Szefowa resortu pracy i polityki społecznej Agnieszka Dziemianowicz-Bąk zapowiedziała interwencję ws. mieszkanki Kalisza, która twierdzi, że została zwolniona za złamanie nakazu noszenia biustonoszu. – Ingerencja wydaje się zbyt daleko idąca – ocenia dr Izabela Florczak z Uniwersytetu Łódzkiego.
Agnieszka Dziemianowicz-Bąk (Licencjodawca, KPRM, Krystian Maj)
Sprawa młodej mieszkanki Kalisza, która podzieliła się w mediach społecznościowych swoją historią, zyskała szczególną uwagę mediów. Kobieta opublikowała na TikToku film, w którym stwierdziła, że została zwolniona z pracy za nieprzestrzeganie nieformalnego wymogu noszenia biustonosza, który miał obowiązywać w firmie.
Firma wydała oświadczenie, w którym zaprzeczyła, jakoby powodem zwolnienia był ubiór. „Decyzja o zwolnieniu pracownika została podjęta zgodnie z przepisami prawa pracy i nie miała związku z brakiem bielizny” – napisał Mateusz Wieczorek, dyrektor operacyjny MTM Industries, w oświadczeniu cytowanym przez „Fakty Kaliskie”.
Dalsza część artykułu pod materiałem wideo
Zobacz także: Zbudowali największą prywatna linię lotniczą w Polsce. Marcin Kubrak w Biznes Klasie.
Interwencja ministry pracy
Na sprawę zwróciła uwagę ministra pracy Agnieszka Dziemianowicz-Bąk, która zdecydowała się osobiście spotkać z bohaterką opisanej historii – panią Justyną. Zapowiedziała też interwencję.
– Przede wszystkim to, czego ustalać nie trzeba, to to, że pani Justyna jest niezwykle odważną, dzielną kobietą, która upomina się o swoje prawa. I o taką zwykłą, ludzką przyzwoitość. Chciałabym bardzo serdecznie podziękować pani Justynie za tę odwagę i determinację – stwierdziła w nagraniu zamieszczonym w mediach społecznościowych.
To, co spotkało panią Justynę, budzi moje głębokie oburzenie i dlatego oczywiście, tak jak uzgodniłyśmy z panią Justyną, zwrócę się do Państwowej Inspekcji Pracy o podjęcie odpowiednich działań, żeby tę sprawę wyjaśnić i żeby wyciągnąć konsekwencje, bo tak po prostu trzeba – dodała.
Ekspertka: Nakaz noszenia stanika to ingerencja w prywatność
Dr Izabela Florczak z Katedry Prawa Pracy Wydziału Prawa i Administracji Uniwersytetu Łódzkiego w rozmowie z money.pl przyznała, że trudno odnieść się do konkretnej sprawy bez znajomości szczegółów. Opisała jednak jakie granice w zakresie nakazów i zakazów wyznacza prawo.

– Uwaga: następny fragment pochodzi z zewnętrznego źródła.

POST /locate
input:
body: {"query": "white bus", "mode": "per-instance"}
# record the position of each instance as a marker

– W kwestii dress code’u pracodawca ma określone możliwości. Są związane na przykład z uniformami, które pracownicy noszą w pracy. Pracownik, przystępując do zatrudnienia, wie o takich zasadach i się na nie godzi. Jednak w przypadku elementów bielizny sytuacja jest bardziej skomplikowana – wyjaśnia.
Chodzenie bez biustonosza jest dozwolone i nie stanowi problemu. Należy jednak rozważyć kwestię organizacyjną – czy pracownica swoim wyglądem nie wzbudzała niepożądanych emocji, nawet nieintencjonalnie. Wówczas sprawę trzeba wyjaśnić dalej – czy podmiotem działań powinna być wzbudzająca emocje pracownica, czy może osoby, u których te emocje są wzbudzane. To kwestie bardzo indywidualne – wskazuje dr Florczak.

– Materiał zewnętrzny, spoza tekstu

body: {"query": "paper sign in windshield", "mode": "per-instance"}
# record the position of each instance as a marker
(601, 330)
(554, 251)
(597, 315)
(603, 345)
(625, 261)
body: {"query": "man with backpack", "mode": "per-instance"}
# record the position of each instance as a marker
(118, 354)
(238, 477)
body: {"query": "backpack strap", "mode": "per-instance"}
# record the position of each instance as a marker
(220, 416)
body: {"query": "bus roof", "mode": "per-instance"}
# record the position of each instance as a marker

Jej zdaniem za każdym razem konieczna jest ocena konkretnej sytuacji. – W przypadku młodej dziewczyny, która pracuje na produkcji, ingerencja pracodawcy w kwestię noszenia stanika wydaje się zbyt daleko idąca. Oczywiście nie wiemy, czy tę dziewczynę zwolniono za brak stanika. Prawo jest jednak jasne. Jeśli chodzi o pracę na produkcji, to noszenie biustonosza nie wpływa ani na jakość pracy, ani na bezpieczeństwo pracownicy. Jest to mocna ingerencja w prywatność – oceniła ekspertka.
Dr Florczak podkreśliła, że są sytuacje, w których pracodawca może ingerować w ubiór pracowników ze względów bezpieczeństwa. Na przykład, gdy pracownicy na produkcji chodzą w nieodpowiednim obuwiu.
Prawo nie jest w stanie szczegółowo uregulować wszystkich aspektów relacji pracowniczych. Opieramy się na zdrowym rozsądku. Pracownik ma obowiązek dbać o dobro zakładu pracy, co może obejmować odpowiedni ubiór, ale granica ingerencji pracodawcy powinna być rozsądna i dostosowana do okoliczności – zaznacza rozmówczyni money.pl.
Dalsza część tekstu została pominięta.